И дальше снова что-то такое про сапоги, про самовар, про пиджак и особенно про чесанки. "Какое нудное, мелочно-вещевое мышление,– подумалось Соустину,– без перспектив, без зари на завтрашнем горизонте, рассчитанное только на узкий мир вот такой избы..." Тысяча пылких выспренних возражений, к тому же разоряемых хмелем, теснилась у него на языке, но Васяня пока не давал говорить. Васяня сладостно, уязвленно пьянел.
– ...Но лишение они, конечно, с меня сложили, как я есть самый бедняк: у Клавки вон рубашки на сменку и то нету... Клава, поди сюда, выпей!крикнул он.
Женщина послушно появилась из полутьмы, села за стол с лунатической, застыло-змеящейся улыбкой.
– Я, Николай Филатыч, с гвоздя, с пустого места избу себе осилил, и я не то еще могу раздуть! Вон Петруша ваш в Красногорск ускребся и действует, а которые в Дюшамбе на пустые земли бегут... Что же, и в Дюшамбе хуже здешнего не будет. А колхоз – это значит, мы будем пахать, а они ручками махать. Да кто они-то, Николай Филатыч! Будь это правильные, ученые, вроде вас... вы вон через сколько лет вспомнили, зашли, не побрезговали на наше бедняцкое житьишко. Эх!

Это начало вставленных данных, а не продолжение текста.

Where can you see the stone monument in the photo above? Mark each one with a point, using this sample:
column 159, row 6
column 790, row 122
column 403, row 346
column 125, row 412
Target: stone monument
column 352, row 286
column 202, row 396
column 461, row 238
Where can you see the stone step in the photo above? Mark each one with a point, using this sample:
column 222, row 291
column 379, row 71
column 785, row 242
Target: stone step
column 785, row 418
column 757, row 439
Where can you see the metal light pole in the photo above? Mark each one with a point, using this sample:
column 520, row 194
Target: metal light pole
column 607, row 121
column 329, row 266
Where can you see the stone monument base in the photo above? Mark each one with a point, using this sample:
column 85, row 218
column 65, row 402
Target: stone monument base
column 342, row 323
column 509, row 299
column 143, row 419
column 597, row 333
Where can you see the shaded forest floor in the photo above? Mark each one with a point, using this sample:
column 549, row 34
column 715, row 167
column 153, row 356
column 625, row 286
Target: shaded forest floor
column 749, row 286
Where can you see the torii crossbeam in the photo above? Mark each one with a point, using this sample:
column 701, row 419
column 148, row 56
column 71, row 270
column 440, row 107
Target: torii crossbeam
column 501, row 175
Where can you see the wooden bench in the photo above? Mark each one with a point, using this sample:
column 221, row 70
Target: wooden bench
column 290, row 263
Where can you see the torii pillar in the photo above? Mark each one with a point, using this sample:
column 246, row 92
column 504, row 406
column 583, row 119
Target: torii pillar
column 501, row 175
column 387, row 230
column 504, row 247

Васяня схватил его руку, потянулся,– должно быть, поцеловаться захотел, но Соустин уклонился. Тогда Васяня навзрыд занес: "Ах ты, доля, моя доля, доля бедняка..." Пел он чувствительно, с оханьем, с затяжными остановками, но, не докончив и первого куплета, замотал головой и заскрипел зубами так пронзительно, так мрачно, что у Соустина морозом подрало по спине.
А Клава тем временем неслышно выпила и хрупала огурец, выпячивая мокрые, лакомые губы. Потом Васяня попросил и ее попеть – тоже не без явной горделивости, и Клава, вытерев губы, спела: "Ты сидишь у камина и сымо-тришь с тоской..." Васяня подтягивал легонько. Иногда она вскидывала на Соустина свой взгляд, темный, длительный, как бы из глубины своей посылающий ему этот страдальческий любовный романс, и тогда Соустин, в странной покорности, не мог оторвать глаз от нее. У ног его. ярка тихо блеяла. Подошла толстая, лохматая, грустная овца Катька и, кормя дочь, завороженно глядела на поющих людей.

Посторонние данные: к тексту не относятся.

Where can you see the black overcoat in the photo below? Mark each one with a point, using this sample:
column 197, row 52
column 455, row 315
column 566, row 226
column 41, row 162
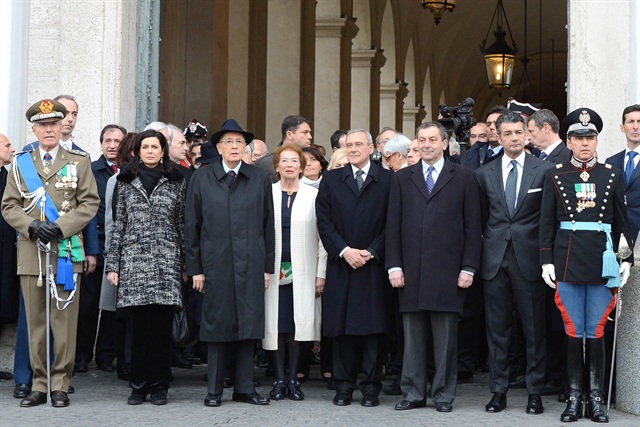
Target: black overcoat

Потом и Соустина настала очередь порассказать кое о чем, и разговор вернулся к тому же – к колхозу. Речь у Соустина полилась воодушевленно, чересчур даже воодушевленно, с каким-то злобным огоньком, с отчаянным, самоспасительным желаньем непременно перечить кому-то, не одному Васяне... Сидел в окоснелых полупотемках, говорил. Да, он верил в конечное превосходство, и великую воспитательную, переделывающую силу обобществленного труда, в новое, непреложно-ясное мужицкое будущее, из которого будут начисто выметены остатки полузвериного житья, косноязычия, темноты... Правда, не все тут ему представлялось отчетливо, он, кажется, путал несколько колхозы с коммуной, и получалось, у него что-то чересчур без задоринки налаженное, завидно-уютное, благополучное...

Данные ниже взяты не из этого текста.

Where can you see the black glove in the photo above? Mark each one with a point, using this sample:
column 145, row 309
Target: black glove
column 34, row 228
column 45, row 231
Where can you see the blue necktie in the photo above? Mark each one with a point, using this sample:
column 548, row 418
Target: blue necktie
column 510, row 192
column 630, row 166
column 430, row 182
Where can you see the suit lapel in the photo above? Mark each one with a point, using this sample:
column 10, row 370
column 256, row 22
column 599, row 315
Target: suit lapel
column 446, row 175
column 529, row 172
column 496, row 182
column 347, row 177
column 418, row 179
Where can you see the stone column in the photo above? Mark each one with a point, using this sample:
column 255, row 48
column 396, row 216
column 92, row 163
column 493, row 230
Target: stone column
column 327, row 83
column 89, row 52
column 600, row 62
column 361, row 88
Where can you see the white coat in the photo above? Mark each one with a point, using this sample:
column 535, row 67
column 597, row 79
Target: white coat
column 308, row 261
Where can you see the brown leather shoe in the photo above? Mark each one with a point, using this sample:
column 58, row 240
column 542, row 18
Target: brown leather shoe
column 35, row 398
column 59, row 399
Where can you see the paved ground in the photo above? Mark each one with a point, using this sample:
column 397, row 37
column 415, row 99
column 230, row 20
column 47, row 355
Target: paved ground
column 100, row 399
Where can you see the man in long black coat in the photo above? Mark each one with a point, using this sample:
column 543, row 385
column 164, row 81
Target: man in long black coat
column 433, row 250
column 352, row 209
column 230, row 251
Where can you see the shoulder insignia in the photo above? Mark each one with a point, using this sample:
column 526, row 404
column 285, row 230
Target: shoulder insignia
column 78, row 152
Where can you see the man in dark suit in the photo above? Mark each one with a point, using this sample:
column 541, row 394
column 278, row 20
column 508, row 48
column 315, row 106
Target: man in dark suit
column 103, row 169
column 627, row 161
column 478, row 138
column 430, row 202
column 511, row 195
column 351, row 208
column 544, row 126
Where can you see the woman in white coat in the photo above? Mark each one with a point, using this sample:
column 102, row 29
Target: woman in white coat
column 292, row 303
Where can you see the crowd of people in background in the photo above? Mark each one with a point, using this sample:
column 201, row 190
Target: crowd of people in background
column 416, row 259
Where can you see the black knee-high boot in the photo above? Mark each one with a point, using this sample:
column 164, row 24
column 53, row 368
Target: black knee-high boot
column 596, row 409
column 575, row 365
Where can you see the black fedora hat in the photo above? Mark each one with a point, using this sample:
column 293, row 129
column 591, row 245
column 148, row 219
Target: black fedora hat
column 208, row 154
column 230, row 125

Васяня, выслушав его с сонным, но напряженно-учтивым вниманием, завосторгался:
– В такой колхоз все бы пошли без разговоров. Кому в тепле да в свете жить не захочется! И тут же горестно вспомнил:
– К нам вот намедни рабочие приезжали, уговаривали. Один выступил, зачал обрисовывать таким сладким голоском: "Товарищи, пойдем в колхоз, и будут тогда у нас свои курочки, свое маслице, свои яички!" – Да, у вас-то они будут, а у нас?
Рассказывал он как-то заученно: видно, не раз эти слова говаривал. Потом приблизил к Соустину подмигивающие по-свойски и где-то в глубине глумливые глаза.
И Соустину вдруг открылся смысл этой нарочной, неестественной избы-кочевья, с притворной, как на сцене, раскиданной рухлядью, с недопроданной яркой, этих потемок, тягостных и подозрительных, как омут, этой нездешней Клавы, то и дело страстно расширяющей на гостя свои глаза. И сам Васяня явно имел на него какие-то виды... Опасливое чувство охватило Соустина,– так он остерегался когда-то сыпняка... Васяня, словно учуяв его состояние, вдруг вскочил размашисто.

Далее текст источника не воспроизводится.